IV is a tool that you can use when you want to estimate the causal effect of some variable on an outcome, but hard to distinguish whether some coefficient you’ve estimated is simply do to a correlation with something else that has an impact on your outcome.
Suppose you estimate a regression of income on years of schooling, ie:
\(income_i = b0+b1*schooling_i+u_i\)
One assumption we make for OLS to be BLUE is exogeneity, or in other words: E[u|schooling] = 0.
It is almost certain that schooling and income are both correlated with the error u, because u contains some measure of ‘natural ability’, which we cannot observe. more income might choose to get more school because their parents were wealthy. Or, growing up wealthy puts more pressure on kids to go to college. There’s so many problems.
In other words, if an individual has higher ability, or childhood income impacts choice of schooling it is likely that both their salary and schooling will be higher. One can see that if E[u|schooling] != 0, our estimate for b1 will be inconsistent and biased.
Recall, we can write:
\(b_hat = b + cov(x,u)/var(x)\)
So if we think \(cov(x,u)\) is NOT equal to zero, then our estimates of b will be biased.

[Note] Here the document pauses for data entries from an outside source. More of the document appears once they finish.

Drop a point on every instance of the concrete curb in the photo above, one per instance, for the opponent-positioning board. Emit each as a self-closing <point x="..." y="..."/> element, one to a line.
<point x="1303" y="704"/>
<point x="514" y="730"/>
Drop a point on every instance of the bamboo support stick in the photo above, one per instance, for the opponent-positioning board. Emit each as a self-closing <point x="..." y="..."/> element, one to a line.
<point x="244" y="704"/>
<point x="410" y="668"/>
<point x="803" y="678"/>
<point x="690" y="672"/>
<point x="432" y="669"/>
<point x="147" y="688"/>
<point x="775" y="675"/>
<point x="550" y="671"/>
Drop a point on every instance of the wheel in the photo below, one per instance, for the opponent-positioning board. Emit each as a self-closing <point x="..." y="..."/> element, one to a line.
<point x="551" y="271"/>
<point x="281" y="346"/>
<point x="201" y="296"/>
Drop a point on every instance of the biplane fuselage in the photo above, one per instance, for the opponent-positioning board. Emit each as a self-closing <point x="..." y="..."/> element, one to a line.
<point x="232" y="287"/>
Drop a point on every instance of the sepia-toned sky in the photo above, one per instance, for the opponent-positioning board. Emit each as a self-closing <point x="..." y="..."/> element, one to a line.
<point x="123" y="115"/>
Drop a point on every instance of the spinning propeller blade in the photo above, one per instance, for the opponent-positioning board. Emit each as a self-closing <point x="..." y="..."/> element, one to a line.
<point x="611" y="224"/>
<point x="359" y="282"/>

Soooooo we use an approach called Instrumental Variables or (IV).
Before giving you the formal definition of an instrument, lets talk intuition for a second.
Okay, so maybe the covariance of x and u isn’t zero, that is, we have some variation in an excluded variable potentially, or a ‘two-way-street’ referred to as ‘simultaneity bias.’ But maybe, we have some other variable we can use that explains our causal variable well, but does not explain our outcome.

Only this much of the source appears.